“Every school should have a garden. It teaches the students how to think”

George Washington Carver

Every school is different. And so is every school garden. Some gardens grow vegetables and herbs. Some grow flowers and fruit. Some all the above. Some are managed by a few parents and students. Some by an outside non-profit organization. Some are used for science outdoors. Some are used to beautify the premises. Some are used to provide food for the homeless. Some to provide fresh food to the students.

Since #Familyhood is a community development strategy geared towards lifting low-income communities out of poverty, the school garden, like the farmers market and grocery store are viewed as school -based enterprises which have the main goal of employing as many people from the community as possible and generating the revenue necessary to accomplish this. #Familyhood defines school gardens as a low-cost, start-up enterprise.

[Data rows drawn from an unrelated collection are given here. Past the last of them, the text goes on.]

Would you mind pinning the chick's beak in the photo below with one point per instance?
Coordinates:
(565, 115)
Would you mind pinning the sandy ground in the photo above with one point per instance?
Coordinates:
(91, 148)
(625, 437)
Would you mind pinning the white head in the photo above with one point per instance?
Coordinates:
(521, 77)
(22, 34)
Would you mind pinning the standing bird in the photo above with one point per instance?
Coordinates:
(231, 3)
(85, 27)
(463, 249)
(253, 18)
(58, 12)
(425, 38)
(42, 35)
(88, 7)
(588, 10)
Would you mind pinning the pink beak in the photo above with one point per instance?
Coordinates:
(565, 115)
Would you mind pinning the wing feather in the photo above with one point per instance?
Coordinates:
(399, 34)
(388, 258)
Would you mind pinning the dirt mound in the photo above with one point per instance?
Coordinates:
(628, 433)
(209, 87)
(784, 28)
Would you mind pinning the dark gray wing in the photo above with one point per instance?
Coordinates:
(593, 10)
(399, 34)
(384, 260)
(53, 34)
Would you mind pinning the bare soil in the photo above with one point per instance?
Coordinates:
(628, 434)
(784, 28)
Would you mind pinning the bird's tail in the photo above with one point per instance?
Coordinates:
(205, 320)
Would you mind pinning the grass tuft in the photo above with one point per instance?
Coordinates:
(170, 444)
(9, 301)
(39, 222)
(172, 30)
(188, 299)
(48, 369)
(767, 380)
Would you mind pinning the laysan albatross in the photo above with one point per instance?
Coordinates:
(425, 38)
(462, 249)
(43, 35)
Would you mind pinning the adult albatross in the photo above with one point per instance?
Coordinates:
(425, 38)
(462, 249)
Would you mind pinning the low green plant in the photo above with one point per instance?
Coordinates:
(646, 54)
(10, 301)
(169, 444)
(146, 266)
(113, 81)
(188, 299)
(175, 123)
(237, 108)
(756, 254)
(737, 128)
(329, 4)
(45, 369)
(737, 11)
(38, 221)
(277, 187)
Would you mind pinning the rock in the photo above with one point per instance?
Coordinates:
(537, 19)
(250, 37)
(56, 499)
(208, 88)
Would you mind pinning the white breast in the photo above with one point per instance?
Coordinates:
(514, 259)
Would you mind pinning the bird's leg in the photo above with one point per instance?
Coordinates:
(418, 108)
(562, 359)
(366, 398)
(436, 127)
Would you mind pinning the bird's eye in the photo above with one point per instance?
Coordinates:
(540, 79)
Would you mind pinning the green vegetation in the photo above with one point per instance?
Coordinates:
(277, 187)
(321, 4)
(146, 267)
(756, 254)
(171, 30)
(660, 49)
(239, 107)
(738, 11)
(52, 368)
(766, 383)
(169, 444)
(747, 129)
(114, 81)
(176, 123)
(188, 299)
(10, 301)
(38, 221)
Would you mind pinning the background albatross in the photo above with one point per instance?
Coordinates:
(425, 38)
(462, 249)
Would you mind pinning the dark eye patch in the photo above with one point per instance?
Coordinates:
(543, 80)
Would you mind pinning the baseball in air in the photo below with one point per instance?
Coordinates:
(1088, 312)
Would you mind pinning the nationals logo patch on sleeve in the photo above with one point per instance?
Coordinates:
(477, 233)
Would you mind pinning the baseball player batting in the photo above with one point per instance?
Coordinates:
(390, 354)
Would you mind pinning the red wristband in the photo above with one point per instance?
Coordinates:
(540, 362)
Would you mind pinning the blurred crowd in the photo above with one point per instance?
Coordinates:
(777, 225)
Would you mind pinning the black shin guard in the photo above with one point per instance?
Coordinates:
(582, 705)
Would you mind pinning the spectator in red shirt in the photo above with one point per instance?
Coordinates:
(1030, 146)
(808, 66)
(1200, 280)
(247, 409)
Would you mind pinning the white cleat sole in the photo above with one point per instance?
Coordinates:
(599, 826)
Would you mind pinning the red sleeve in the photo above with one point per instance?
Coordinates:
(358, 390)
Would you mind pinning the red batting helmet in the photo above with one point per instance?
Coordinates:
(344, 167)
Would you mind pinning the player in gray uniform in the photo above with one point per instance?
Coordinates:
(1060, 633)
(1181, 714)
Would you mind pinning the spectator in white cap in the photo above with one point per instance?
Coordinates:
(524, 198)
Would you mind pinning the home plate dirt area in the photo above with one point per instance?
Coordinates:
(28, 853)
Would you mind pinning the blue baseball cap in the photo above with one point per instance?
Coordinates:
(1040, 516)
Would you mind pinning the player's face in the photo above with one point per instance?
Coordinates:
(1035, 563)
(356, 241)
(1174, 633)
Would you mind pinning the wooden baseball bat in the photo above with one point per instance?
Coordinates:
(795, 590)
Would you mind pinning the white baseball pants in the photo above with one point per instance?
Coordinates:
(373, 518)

#Familyhood utilizes the inter-generational population of the school and its legacy to
“employ as many people as possible” from the community.

The school garden is the typical meeting place for #1stSaturdays – the official monthly volunteer/recruitment day.

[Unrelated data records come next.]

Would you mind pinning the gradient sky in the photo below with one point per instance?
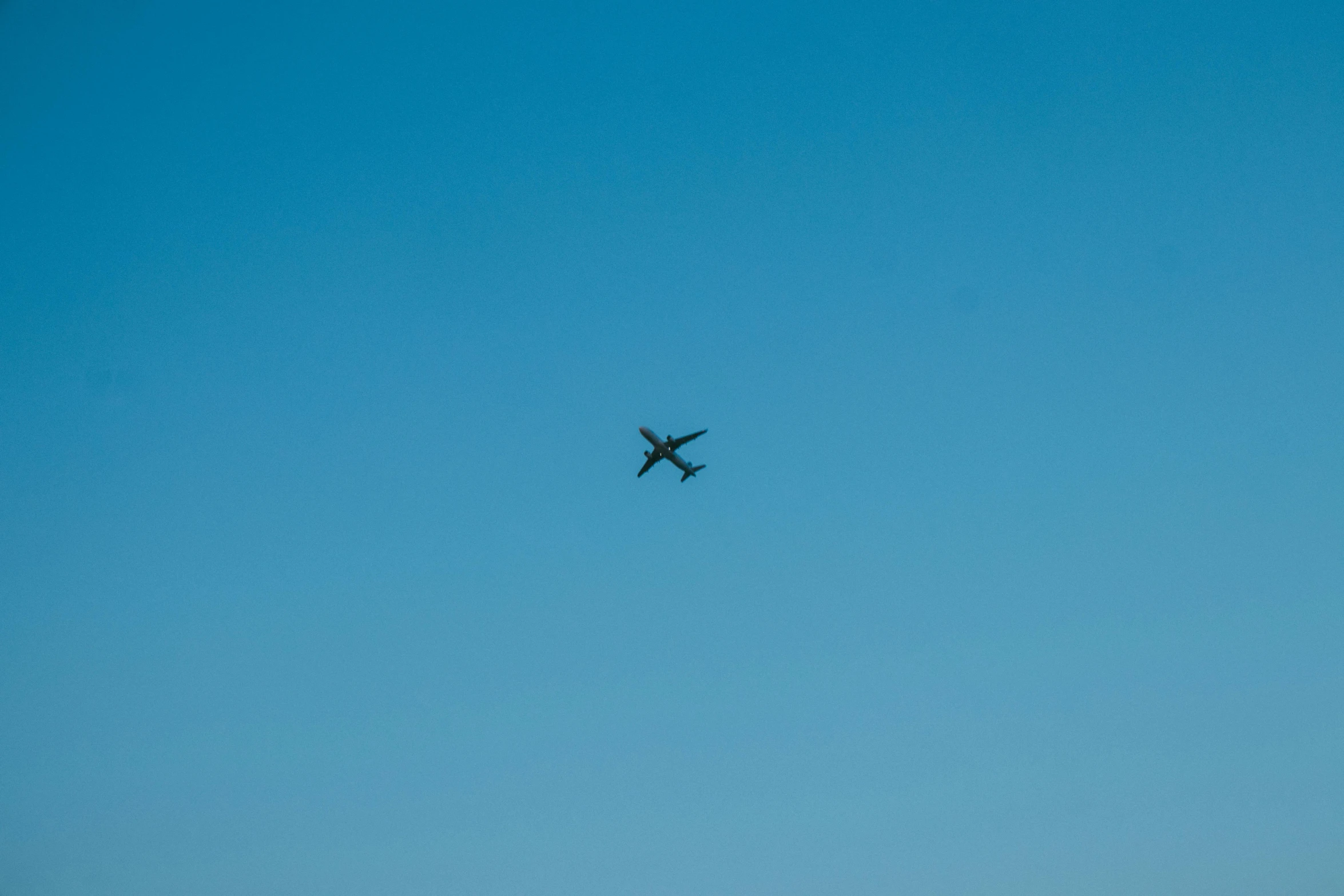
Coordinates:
(325, 332)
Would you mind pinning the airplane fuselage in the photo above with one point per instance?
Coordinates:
(661, 449)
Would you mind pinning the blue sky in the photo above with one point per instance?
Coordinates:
(325, 332)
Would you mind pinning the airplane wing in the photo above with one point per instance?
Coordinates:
(677, 444)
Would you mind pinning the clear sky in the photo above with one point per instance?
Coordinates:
(1018, 563)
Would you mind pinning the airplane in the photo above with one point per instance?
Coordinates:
(667, 449)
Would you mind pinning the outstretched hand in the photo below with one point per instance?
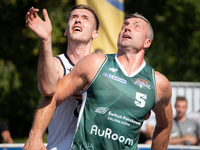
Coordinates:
(41, 28)
(34, 144)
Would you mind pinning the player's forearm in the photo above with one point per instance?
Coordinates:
(42, 118)
(47, 74)
(160, 138)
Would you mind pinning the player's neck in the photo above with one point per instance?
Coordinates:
(78, 51)
(130, 61)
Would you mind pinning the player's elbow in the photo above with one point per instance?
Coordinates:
(46, 91)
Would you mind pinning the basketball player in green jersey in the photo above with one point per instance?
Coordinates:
(121, 90)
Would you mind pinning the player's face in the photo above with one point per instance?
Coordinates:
(133, 34)
(81, 25)
(181, 108)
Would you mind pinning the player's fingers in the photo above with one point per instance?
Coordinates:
(46, 16)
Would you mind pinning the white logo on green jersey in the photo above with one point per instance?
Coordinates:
(107, 133)
(101, 110)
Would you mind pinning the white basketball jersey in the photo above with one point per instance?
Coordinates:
(64, 123)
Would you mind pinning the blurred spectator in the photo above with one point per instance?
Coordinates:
(184, 131)
(5, 133)
(98, 51)
(195, 116)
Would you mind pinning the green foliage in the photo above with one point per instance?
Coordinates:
(19, 51)
(174, 51)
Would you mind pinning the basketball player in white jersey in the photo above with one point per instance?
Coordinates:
(82, 28)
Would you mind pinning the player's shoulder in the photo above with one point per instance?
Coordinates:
(94, 59)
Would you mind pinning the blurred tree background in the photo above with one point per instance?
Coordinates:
(174, 51)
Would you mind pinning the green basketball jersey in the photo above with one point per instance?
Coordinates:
(115, 107)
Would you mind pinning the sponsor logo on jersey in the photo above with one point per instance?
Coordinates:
(113, 69)
(114, 78)
(108, 133)
(86, 146)
(101, 110)
(142, 83)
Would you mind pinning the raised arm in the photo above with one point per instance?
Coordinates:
(163, 113)
(47, 66)
(79, 78)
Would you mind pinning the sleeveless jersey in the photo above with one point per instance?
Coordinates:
(63, 125)
(115, 107)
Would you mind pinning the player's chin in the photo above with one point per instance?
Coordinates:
(148, 115)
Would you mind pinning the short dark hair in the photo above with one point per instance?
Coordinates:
(137, 15)
(81, 6)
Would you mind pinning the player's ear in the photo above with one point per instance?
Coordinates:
(66, 30)
(95, 34)
(147, 43)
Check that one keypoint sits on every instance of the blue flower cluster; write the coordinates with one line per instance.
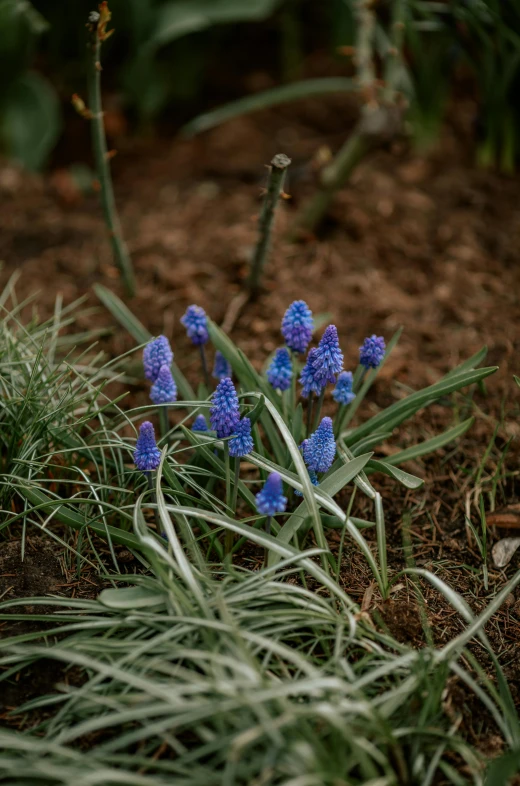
(323, 366)
(372, 352)
(343, 392)
(156, 354)
(297, 326)
(200, 424)
(221, 367)
(196, 323)
(147, 455)
(280, 370)
(225, 412)
(164, 389)
(241, 443)
(319, 450)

With a vision of “employing as many people as possible,” all the participants begin as volunteers.
After a few consecutive 1stSaturdays events, the school’s three main organizations (SGA,PTA,ALUMNI) should also see an increase in members. Hence, this is the “recruitment” aspect of 1st Saturdays-to increase the membership of these three main organizations, thereby increasing the capacity of the school to successfully operate its school-based enterprises.